Puisque chaque malade est particulier, il importe de l’appréhender dans sa normativité propre.
La visée (vision) éthique du soin peut être alors conçue comme un souci de trouver la voie qui aide
une personne malade à accéder à un nouvel état d’équilibre où elle devrait pouvoir retrouver toutes
ses potentialités.
L’activité clinique pourrait alors être comprise comme une activité de « Re-Possibilisation » et pas
seulement une activité visant à un retour à une quelconque norme physiologique antérieure.
2/ L’action clinique et la démarche herméneutique comprise comme l’interprétation des discours et
des plaintes des malades) .
L’anamnèse « centrée patient » est déterminante pour cette interprétation
-
Quel est le style de vie du patient ?
A quoi l’existence du patient s’est-elle destinée jusqu’alors ?
quels sont les conflits/tensions dans son existence ?
comment le patient engage-t-il son corps et son esprit dans cet affrontement (situation) ?
comment aménage-t-il son temps et son espace vital dans cette confrontation (situation) ?
de quelle manière met-il son existence en jeu au travers de la maladie ?
quelles modifications du réseau social sont survenues à cette occasion ?
Cette exploration nous ouvre la voie d’une meilleure compréhension des relations qui existent
entre la vulnérabilité du malade et l’attention de la narration que fait le malade lors de
l’élaboration d’un projet de soin qui réponde au plus près à sa souffrance.
L’écoute « centrée patient », est une écoute attentive et sensible de la narration du malade ( voir
la fiche sur le care) c’est-à-dire de la manière dont il se constitue comme sujet de sa propre histoire
accompagnée d’une écoute du langage du corps.

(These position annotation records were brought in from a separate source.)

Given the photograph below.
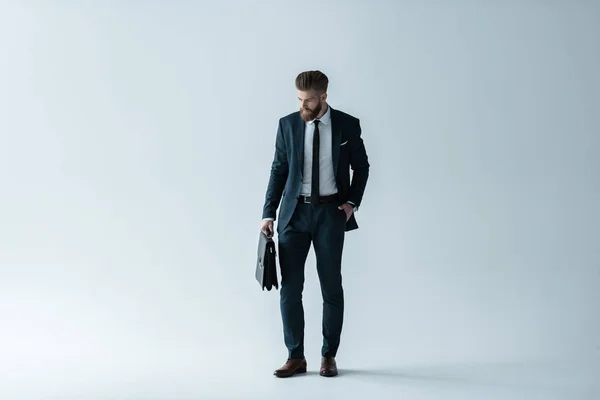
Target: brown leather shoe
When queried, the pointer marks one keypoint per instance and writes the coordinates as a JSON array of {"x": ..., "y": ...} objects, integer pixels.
[
  {"x": 291, "y": 367},
  {"x": 328, "y": 367}
]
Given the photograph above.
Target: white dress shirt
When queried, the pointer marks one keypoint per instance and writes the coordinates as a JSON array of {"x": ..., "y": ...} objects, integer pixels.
[{"x": 327, "y": 184}]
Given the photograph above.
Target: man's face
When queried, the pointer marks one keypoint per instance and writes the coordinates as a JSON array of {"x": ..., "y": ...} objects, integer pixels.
[{"x": 311, "y": 104}]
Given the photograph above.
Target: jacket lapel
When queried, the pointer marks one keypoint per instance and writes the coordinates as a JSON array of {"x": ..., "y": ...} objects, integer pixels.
[
  {"x": 336, "y": 139},
  {"x": 299, "y": 127}
]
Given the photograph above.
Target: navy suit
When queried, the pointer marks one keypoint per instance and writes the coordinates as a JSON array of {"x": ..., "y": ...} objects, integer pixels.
[{"x": 323, "y": 225}]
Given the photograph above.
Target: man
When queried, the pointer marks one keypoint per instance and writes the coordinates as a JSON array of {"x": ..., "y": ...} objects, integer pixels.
[{"x": 310, "y": 178}]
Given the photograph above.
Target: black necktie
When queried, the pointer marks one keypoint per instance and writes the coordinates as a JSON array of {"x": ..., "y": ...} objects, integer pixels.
[{"x": 314, "y": 189}]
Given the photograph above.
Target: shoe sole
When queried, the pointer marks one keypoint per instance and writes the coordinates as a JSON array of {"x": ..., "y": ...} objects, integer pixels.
[
  {"x": 298, "y": 371},
  {"x": 326, "y": 375}
]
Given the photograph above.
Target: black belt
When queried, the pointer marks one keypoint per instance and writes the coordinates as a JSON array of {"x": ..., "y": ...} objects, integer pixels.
[{"x": 322, "y": 199}]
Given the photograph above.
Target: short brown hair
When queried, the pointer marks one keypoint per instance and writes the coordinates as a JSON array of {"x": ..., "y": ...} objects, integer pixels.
[{"x": 312, "y": 80}]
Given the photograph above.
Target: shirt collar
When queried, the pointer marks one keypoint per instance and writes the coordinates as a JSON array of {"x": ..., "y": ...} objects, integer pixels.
[{"x": 325, "y": 118}]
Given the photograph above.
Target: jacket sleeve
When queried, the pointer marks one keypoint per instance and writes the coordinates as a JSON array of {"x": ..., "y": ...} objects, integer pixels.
[
  {"x": 278, "y": 176},
  {"x": 359, "y": 162}
]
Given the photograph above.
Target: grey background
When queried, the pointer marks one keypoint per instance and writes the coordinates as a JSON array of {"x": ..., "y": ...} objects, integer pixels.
[{"x": 135, "y": 145}]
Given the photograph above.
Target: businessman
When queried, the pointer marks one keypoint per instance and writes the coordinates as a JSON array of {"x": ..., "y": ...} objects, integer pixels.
[{"x": 315, "y": 148}]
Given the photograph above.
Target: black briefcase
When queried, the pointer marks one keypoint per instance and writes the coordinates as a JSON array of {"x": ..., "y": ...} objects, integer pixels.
[{"x": 266, "y": 263}]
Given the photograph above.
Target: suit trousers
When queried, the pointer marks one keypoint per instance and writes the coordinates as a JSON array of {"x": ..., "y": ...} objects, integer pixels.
[{"x": 323, "y": 225}]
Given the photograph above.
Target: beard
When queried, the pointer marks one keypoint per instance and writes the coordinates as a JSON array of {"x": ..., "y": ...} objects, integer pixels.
[{"x": 310, "y": 114}]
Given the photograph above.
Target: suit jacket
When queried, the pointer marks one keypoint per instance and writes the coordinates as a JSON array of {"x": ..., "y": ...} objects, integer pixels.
[{"x": 285, "y": 181}]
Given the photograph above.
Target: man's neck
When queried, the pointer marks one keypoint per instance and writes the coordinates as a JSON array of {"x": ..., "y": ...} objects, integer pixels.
[{"x": 323, "y": 112}]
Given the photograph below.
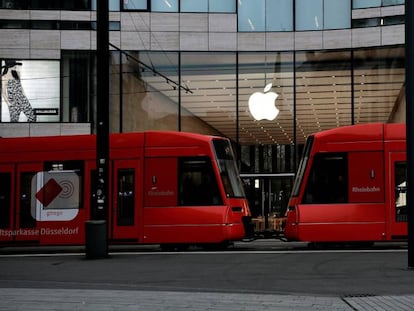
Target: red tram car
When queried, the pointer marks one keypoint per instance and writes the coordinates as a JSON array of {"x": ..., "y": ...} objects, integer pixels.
[
  {"x": 165, "y": 188},
  {"x": 351, "y": 186}
]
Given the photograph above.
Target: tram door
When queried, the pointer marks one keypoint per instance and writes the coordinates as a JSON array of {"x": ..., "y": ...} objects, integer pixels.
[
  {"x": 268, "y": 197},
  {"x": 398, "y": 194},
  {"x": 6, "y": 202},
  {"x": 127, "y": 200}
]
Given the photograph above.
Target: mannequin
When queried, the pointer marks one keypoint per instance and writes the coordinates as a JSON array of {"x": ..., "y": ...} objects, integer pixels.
[{"x": 13, "y": 93}]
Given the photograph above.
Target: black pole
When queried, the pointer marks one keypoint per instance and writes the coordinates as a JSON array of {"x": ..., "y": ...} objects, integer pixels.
[
  {"x": 409, "y": 82},
  {"x": 102, "y": 109},
  {"x": 96, "y": 236}
]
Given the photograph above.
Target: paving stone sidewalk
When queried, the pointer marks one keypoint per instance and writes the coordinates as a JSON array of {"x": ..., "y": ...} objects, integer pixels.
[{"x": 24, "y": 299}]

Ces éléments sont déterminants et permettent
de percevoir comment l’identité du patient est affectée par la maladie.
Cette dernière est souvent racontée comme une expérience au cours de laquelle le malade est
délogé de l’image qu’il a de lui-même avec un sentiment de vulnérabilité, de perte de sens et de
perte de l’estime de soi.
La démarche narrative ne consiste pas seulement à inscrire la maladie dans l’histoire du malade
mais à explorer en quoi le projet de soin implique la transformation de la temporalité que le
patient aura à vivre dans l’avenir
Les trois registres langagiers de l’ « agir médical »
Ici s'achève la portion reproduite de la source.